Nonresidential construction materials and services increased by 12.6 percent in September, when compared to the previous year.
However, compared to the prior month, it reflects a 0.2 percent decrease.
The information was brought to light by a report from the Associated General Contractors of America, which acknowledged the construction industry was experiencing a hardship due to inflation. Additionally, they speculated the new Buy America rules will further complicate the situation.
“Today’s price report shows that costs for construction continue to outpace those of other industries,” said Ken Simonson, AGC Chief Economist.“Furthermore, the steep runup in diesel prices in the last few weeks is likely to make projects still more expensive to complete.”
The prices placed on goods and services by those that make them available decreased by 0.2 percent from August to September, which made the 8.5 percent yearly increase fall slightly from last month.

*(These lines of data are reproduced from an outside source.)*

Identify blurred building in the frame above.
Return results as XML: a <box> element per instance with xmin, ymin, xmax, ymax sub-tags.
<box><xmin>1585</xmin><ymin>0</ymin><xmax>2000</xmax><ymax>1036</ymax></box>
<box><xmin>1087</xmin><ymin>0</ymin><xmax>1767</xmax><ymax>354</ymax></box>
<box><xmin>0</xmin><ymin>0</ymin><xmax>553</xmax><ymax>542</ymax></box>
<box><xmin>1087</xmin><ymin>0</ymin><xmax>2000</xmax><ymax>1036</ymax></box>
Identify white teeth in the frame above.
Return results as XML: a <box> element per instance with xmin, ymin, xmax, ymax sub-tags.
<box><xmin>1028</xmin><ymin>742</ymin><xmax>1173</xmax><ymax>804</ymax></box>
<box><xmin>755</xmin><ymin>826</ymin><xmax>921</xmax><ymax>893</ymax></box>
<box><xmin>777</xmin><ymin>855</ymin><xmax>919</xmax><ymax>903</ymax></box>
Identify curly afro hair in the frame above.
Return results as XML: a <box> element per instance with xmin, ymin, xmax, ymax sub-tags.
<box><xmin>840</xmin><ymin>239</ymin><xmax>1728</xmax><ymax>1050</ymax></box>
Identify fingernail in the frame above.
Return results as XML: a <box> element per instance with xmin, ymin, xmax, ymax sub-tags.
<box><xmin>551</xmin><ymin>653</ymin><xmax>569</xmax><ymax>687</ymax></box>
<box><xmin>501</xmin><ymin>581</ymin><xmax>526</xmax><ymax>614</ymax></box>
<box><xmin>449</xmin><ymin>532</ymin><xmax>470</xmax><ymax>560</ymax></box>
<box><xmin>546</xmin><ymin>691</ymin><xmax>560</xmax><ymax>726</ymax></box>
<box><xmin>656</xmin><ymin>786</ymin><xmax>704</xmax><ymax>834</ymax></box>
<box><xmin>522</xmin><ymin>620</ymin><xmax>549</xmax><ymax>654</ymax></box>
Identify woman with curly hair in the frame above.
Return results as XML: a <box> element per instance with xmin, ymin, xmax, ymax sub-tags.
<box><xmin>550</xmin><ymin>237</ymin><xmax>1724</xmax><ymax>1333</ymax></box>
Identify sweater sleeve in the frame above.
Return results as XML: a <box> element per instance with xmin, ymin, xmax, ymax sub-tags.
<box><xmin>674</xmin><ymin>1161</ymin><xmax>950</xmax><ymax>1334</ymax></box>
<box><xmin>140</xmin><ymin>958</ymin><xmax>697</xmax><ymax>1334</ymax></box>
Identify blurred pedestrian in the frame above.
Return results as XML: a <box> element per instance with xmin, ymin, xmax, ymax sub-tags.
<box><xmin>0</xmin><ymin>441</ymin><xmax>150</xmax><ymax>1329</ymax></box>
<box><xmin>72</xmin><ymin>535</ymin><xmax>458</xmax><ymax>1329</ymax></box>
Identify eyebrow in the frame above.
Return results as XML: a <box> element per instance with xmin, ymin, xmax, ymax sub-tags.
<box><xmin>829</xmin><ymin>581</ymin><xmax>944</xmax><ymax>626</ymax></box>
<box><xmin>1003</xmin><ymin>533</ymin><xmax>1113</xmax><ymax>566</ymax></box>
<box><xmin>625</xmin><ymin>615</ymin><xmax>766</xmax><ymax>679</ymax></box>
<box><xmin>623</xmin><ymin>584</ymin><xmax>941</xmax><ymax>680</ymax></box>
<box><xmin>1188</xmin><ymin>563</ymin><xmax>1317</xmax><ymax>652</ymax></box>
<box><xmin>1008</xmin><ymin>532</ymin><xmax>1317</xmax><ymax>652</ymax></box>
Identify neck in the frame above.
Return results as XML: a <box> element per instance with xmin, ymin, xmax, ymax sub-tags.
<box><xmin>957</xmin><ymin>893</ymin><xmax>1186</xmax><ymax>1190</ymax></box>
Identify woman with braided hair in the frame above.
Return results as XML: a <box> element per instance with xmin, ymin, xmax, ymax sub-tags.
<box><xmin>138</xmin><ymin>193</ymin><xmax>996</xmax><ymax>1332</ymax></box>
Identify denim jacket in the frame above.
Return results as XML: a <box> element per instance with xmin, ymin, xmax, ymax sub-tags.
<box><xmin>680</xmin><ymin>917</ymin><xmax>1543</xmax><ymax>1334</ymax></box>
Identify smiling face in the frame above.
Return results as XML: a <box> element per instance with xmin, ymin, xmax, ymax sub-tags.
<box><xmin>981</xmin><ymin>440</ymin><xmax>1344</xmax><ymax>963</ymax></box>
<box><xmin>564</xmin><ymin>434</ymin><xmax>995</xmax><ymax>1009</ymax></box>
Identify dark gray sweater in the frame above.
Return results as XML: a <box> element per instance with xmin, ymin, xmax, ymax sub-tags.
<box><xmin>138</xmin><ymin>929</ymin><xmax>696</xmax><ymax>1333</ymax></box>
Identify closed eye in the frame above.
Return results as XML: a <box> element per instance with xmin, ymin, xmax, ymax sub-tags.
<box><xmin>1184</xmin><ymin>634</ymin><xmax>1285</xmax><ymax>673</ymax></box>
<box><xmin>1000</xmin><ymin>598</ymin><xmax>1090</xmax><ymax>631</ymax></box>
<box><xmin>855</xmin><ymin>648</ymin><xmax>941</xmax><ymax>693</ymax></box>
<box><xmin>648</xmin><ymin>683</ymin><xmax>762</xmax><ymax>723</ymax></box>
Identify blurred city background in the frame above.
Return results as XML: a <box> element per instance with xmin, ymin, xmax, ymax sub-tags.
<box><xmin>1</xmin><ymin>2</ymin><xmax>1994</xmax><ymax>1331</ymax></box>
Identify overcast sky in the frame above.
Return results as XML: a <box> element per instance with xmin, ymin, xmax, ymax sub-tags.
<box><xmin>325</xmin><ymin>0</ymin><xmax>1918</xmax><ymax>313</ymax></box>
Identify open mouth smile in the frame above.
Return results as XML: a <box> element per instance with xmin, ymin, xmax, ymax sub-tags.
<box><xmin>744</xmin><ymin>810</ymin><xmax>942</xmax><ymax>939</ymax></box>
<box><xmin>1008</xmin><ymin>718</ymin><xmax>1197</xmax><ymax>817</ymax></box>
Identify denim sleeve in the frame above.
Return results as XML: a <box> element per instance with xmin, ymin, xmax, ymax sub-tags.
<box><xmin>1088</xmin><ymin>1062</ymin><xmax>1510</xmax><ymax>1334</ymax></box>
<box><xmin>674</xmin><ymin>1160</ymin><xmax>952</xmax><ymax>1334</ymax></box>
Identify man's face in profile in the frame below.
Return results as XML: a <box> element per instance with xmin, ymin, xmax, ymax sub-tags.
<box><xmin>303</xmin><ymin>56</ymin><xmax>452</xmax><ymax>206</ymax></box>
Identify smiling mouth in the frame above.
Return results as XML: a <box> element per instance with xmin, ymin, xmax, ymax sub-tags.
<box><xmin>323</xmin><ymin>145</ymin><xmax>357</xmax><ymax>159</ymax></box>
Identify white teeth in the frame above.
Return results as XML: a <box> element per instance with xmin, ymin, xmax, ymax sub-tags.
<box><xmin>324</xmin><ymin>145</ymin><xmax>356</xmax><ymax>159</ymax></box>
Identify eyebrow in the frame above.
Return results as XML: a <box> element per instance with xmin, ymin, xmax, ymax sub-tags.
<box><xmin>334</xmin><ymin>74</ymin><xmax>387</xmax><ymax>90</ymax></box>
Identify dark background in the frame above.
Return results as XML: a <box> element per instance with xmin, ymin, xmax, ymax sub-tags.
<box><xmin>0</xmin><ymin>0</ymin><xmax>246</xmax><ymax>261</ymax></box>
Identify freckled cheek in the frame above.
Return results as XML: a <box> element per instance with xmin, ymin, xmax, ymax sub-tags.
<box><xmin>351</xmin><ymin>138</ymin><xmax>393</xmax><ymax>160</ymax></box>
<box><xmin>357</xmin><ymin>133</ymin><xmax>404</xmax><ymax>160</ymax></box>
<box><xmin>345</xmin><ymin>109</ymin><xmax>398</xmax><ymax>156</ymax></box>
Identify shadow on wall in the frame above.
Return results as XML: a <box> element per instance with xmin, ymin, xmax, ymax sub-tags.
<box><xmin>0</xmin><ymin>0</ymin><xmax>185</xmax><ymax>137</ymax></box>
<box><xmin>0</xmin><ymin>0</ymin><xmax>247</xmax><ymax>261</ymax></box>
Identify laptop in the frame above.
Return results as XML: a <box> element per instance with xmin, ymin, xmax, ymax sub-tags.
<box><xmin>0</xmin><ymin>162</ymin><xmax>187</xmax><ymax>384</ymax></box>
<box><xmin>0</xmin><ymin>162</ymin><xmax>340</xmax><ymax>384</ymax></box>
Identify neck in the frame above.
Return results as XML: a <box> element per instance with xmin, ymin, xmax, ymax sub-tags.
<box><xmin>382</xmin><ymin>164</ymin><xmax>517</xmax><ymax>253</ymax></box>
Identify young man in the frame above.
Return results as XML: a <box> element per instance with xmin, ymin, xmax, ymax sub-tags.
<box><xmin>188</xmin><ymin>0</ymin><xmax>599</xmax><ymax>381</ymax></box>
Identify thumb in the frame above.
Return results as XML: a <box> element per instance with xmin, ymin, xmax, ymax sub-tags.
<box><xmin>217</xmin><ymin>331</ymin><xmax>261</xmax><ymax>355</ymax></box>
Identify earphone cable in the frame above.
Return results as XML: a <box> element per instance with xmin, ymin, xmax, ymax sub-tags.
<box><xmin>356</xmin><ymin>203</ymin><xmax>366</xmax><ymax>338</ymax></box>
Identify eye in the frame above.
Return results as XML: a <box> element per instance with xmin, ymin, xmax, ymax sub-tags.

Of concern is the cost of diesel fuel, which saw a $0.39 per gallon increase. This push the price of diesel up $1.64 or 45.7 percent on the year. Construction is especially sensitive to the cost of diesel because it is the fuel needed transport goods and power heavy equipment.
Additionally, the producer price index saw double-digit increases. Diesel fuel leaped by 65.9 percent, including 11.7 percent rise in September. The report noted an unusually large year-over-year increase in the price indexes for gypsum products at 18.4 percent; plastic construction products, 17.9 percent; truck transportation of freight, 16.3 percent; and insulation products, 13.4 percent.